The ruling party has a long history in office of refusing to condemn gross transgressions on the part of the police – the notorious ‘Black Clothes’ unit being one of the more egregious examples of this. Then there were the government associations with a drug dealer in confronting the crime wave a few years ago; this was a man associated with numerous murders, we are told. In other words, the administration has attempted to deal with its crime problem in a way that lacked moral context and defied the rule of law.

The reluctance to relinquish the ‘ends justify means’ approach was exemplified by Mr Ally in his current Mirror piece, when he wrote:

“One must, however, strike a balance between the rights of individuals and the methods and procedures used in the extraction of statements from persons accused of committing crimes… The Standing Orders dictate that the Police, by virtue of office, have been given certain powers… [they] must not abuse prisoners, although for good and sufficient reasons, they can use some measure of force which must be reported and documented. Criminals are not likely to give information to the police freely and voluntarily… Hence, the provision in the Standing Orders authorizing the Police to use some force in the extraction of confession statements.”

Certainly there was no suggestion by the Commissioner of Police that force could be used in the “extraction” of confession statements when he read excerpts from the Standing Orders to the media last week, so what is Mr Ally talking about? Is this just what he thinks the Standing Orders should be, rather than what they are? If there is some ambiguity in the orders, then that needs to be clarified, and if not, Mr Ally’s misperception should be immediately corrected, although it must be conceded that the general climate in which the security services carry out their operations is created not by the Standing Orders, but by the political masters in the land.

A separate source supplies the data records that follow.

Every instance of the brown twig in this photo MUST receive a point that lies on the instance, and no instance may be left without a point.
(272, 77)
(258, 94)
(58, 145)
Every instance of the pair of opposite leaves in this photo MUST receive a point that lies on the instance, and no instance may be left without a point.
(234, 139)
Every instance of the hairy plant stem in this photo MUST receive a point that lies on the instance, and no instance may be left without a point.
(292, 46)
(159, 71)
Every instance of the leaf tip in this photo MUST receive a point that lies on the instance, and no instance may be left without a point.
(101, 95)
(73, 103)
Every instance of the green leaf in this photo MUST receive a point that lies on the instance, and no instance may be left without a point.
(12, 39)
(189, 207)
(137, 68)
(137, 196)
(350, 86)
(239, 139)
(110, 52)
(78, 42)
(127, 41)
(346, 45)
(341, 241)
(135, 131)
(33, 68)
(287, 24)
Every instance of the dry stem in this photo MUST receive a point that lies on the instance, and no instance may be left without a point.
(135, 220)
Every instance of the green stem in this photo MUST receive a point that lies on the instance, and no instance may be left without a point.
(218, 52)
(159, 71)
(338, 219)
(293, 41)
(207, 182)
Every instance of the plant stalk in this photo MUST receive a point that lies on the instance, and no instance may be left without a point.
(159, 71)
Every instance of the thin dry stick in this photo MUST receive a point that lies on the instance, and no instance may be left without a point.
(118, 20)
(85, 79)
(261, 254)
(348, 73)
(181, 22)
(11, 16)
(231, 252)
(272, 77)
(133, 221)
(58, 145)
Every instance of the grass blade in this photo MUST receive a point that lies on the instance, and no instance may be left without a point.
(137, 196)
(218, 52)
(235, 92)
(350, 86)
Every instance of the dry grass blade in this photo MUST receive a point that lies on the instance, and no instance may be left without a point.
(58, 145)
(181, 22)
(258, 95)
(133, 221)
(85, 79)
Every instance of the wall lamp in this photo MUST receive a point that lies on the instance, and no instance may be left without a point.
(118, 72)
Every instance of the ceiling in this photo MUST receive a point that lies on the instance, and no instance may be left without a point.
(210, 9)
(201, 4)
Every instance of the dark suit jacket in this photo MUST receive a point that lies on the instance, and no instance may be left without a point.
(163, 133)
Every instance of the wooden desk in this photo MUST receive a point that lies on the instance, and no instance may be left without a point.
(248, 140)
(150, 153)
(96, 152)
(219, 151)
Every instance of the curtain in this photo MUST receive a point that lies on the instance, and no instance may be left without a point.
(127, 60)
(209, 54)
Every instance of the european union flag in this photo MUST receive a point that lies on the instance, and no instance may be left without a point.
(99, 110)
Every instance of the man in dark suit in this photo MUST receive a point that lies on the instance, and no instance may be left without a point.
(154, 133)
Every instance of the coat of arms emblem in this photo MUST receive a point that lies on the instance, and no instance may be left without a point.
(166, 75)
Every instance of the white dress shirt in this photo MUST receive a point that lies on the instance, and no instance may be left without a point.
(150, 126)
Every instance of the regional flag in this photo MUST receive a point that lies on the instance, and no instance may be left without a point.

President Jagdeo attempted to suggest in an insidious fashion that the manual on human rights drawn up by the Guyana Human Rights Association and used by police recruits was inadequate for the purpose, and that foreign assistance in this area should be sought. This is testimony to a refusal to confront the real nature of the problem. It does not matter how good a manual is; as said above, if the framework within which the police are operating is flawed or ambiguous or not underpinned by ethical considerations, then there will be abuses. In short, until the heavy hand of politics is removed from the police; until they are allowed to function as a professional body rather than responding to the priorities as perceived by the political masters; until they can build up some esprit de corps again and take pride in the Force and their ability to solve crime; and until they really do operate with the Standing Orders as their “bible,” as Commissioner Greene put it, it will be difficult to stamp out the habit of beating confessions out of suspects, and in the case of some members of the services, torturing them in other ways as well.